- Varun Sharma 12-01-2016
Parts of the new Defence Procurement Procedure (DPP) have been finalised in a council meeting on Monday. Defence Minister Manohar Parrikar has stressed upon the focus on a higher level of indigenization of systems, rather than depending on foreign imports.
DPP was drafted in 1992, comprehensively reviewed in 2002, and revised in 2003, 2005, 2006, 2008, 2011 and 2013. The latest revision bans the roles of middle agents and has a revision of the blacklisting policy of vendors.
The new policy document provides for an increase in the contract threshold from Rs 300 crore to Rs 2,000 crore for offsets. It has also tweaked the L1 (lowest bidder) policy. This entails that all deals, which are over Rs 2,000 crore will have an offset obligation.
Earlier, the DPP mandates called for any contract above Rs 300 crore to fall under the ‘Buy and Make’ category. Offsets corresponding to 30 per cent of the total value of the contract had to be compulsorily invested in the Indian industry. Considering the Indian defence industry is still in a nascent state, the absorption of technology is difficult and has not yielded any significant results and has delayed procurement over the past decade.
"We currently have signed offsets worth USD 5 billion and another USD 8 billion is in pipeline. We may not be able to absorb all of this. Moreover, offsets also increase the cost of the product by 14-18 per cent," Parrikar said.
It will take another two months before the DPP 2016 gets notified, allowing up to 90 per cent of the development funds to private companies in order to push innovation and research. Remaining 10 per cent of the development cost would be reimbursed, if the RFP for the equipment developed is not issued within 24 months from the date of successful development of prototype. The aim is to increase private sector participation and a speedy procurement process.
Some changes to the DPP are yet to be finalised, the defence minister said at a briefing following the council meeting. Chapters for shipbuilding remain pending for approval and the chapter on ‘strategic partners’ and blacklisting is also missing. The latter would lay the guidelines that identify private sector partners for key strategic manufacturing.
The improved DPP hopes to give a boost to the governments ‘Make in India’ initiative; giving a greater role to the private sector manufacturers, by promoting small and medium scale industries.

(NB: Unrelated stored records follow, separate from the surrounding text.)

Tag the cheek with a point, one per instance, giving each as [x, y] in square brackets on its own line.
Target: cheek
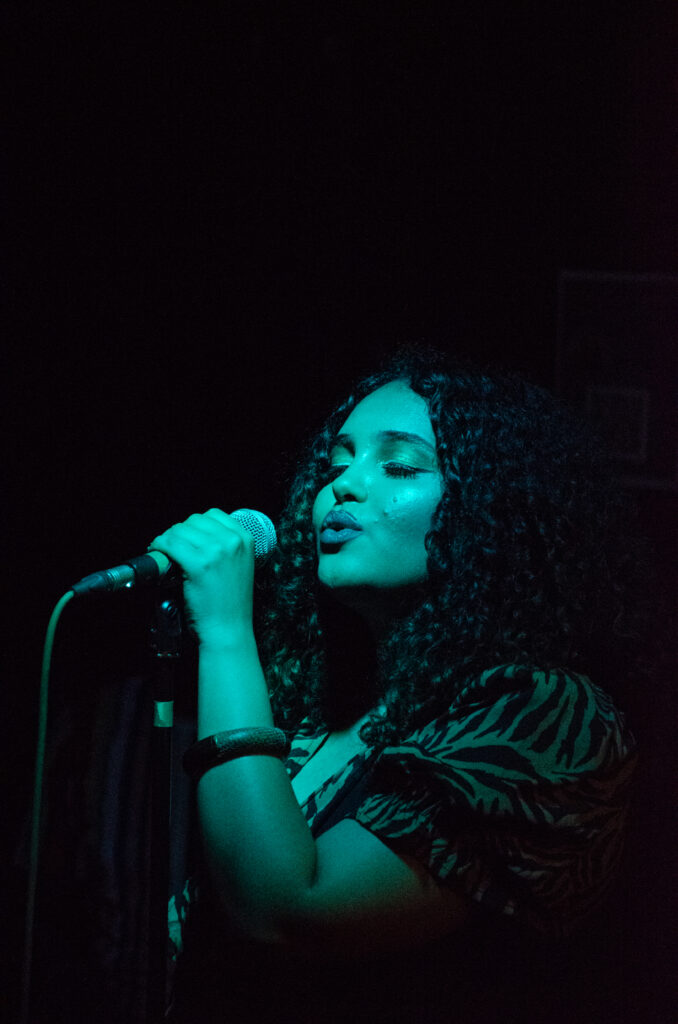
[322, 505]
[409, 514]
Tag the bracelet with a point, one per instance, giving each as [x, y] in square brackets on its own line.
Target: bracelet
[224, 747]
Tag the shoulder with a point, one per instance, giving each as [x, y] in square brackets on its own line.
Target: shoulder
[519, 720]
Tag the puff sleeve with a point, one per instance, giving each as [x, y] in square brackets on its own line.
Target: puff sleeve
[517, 796]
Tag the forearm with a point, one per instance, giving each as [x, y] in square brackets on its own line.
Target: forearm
[259, 851]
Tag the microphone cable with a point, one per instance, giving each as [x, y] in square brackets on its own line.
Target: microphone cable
[34, 853]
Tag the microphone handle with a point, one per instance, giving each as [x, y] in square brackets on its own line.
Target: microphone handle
[143, 570]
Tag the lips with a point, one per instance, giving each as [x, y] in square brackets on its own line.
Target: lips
[339, 526]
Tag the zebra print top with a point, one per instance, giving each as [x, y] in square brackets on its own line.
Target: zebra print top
[517, 795]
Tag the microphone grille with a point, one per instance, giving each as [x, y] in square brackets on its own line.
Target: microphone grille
[261, 528]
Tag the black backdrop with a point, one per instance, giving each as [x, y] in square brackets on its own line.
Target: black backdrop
[217, 215]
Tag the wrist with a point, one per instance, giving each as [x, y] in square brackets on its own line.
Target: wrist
[225, 639]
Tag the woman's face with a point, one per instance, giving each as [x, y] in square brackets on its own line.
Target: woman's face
[373, 515]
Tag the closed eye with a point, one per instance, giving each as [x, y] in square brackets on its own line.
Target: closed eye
[400, 469]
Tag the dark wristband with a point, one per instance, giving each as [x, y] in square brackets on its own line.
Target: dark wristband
[224, 747]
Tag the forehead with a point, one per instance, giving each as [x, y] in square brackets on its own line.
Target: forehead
[392, 407]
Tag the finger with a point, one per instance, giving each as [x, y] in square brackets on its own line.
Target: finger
[218, 515]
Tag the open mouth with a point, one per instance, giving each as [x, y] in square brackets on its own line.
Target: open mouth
[339, 526]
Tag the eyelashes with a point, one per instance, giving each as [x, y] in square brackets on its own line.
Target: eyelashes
[392, 469]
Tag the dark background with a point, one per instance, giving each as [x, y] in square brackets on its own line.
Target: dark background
[217, 216]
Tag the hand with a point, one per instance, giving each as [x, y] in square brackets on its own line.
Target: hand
[216, 555]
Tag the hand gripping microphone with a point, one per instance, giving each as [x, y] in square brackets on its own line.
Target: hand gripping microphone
[154, 567]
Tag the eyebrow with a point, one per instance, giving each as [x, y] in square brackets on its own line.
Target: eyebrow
[390, 435]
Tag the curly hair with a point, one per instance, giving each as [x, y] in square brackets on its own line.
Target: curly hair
[532, 559]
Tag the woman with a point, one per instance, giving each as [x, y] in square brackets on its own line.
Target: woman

A new category, Indigenously Designed, Developed and Manufactured (IDDM) has been created. Any equipment with at least 40 per cent of indigenous content will get a priority for tenders over foreign manufacturers.
The L1 lowest bidder policy has also been modified, and now has a 10 per cent breathing room given to the L2 bidder (second lowest) if its equipment performance justifies the added cost.
The Minister said that only firms with majority stake and controlled by resident Indians will be eligible for projects under Make category.
"Companies need to be registered for five years, three years in case of MSMEs. Companies need to have a minimum credit rating of B++, issued by recognised rating agencies.
"For projects with development costs equal to or exceeding Rs 5,000 crore, a minimum 'net worth' of 5 per cent of the development cost, subject to maximum of Rs 1,000 crore, should be there. In all other cases, positive net worth is the minimum eligibility criteria," Parrikar said.